HOMILIA XI DOMINGO ORDINARIO CICLO "C"

Hoy quiero  tomar  la  pagina completa de  Homilias para  Domingo   de  homilia.org

Las lecturas de hoy nos hablan de arrepentimiento y perdón. En la Primera Lectura vemos el caso de David (2 Sam.12, 7-13) y en el Evangelio el de la mujer pecadora (Lc. 7, 36 - 8, 3).


David es el prototipo del pecador arrepentido.

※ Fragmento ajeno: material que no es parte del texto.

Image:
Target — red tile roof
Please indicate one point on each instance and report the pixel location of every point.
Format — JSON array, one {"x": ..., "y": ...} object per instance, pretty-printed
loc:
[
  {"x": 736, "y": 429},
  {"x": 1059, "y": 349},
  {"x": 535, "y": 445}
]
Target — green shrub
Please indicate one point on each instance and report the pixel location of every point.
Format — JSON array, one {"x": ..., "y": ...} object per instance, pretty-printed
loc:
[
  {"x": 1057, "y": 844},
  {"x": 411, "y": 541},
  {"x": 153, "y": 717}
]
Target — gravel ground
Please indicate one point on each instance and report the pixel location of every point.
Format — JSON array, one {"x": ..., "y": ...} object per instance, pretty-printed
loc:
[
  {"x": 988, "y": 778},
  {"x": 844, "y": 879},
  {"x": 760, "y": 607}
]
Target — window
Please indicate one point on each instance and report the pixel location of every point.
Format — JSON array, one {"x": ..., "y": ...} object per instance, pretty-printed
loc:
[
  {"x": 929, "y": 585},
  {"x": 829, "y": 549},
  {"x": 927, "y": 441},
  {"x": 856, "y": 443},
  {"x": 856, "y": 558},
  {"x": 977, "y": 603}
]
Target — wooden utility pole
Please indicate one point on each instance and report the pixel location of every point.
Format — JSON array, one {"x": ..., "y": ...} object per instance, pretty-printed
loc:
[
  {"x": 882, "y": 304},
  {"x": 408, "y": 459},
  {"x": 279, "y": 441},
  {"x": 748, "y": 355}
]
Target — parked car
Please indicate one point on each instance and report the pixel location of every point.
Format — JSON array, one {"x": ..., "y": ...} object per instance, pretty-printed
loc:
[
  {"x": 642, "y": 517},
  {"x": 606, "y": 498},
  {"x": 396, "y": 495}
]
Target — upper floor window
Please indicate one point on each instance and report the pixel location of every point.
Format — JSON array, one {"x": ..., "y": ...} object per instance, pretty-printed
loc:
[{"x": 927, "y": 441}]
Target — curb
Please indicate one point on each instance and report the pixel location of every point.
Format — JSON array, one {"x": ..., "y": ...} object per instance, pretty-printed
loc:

La lectura de hoy nos trae precisamente el momento en que Dios, a través del Profeta Natán le señala a David, su escogido, el doble y grave pecado que había cometido: asesinato y adulterio.

Sin embargo, si leemos los versículos anteriores a esta lectura, podremos observar cómo Dios va llevando a David a ver cuán fea es su culpa, cuando el Profeta Natán le cuenta acerca de un rico ganadero que para alimentar a un visitante suyo, roba la única oveja que tenía un pobre (esto en clarísima referencia a la única esposa que tenía Urías, la cual había sido seducida por David). Por supuesto, el Rey se indigna ante la injusticia del ganadero rico. Pero ¡cuál no será su sorpresa cuando Natán le dice que ese ganadero es él mismo! Y David se arrepiente de verdad y con dolor: “¡He pecado contra el Señor!”.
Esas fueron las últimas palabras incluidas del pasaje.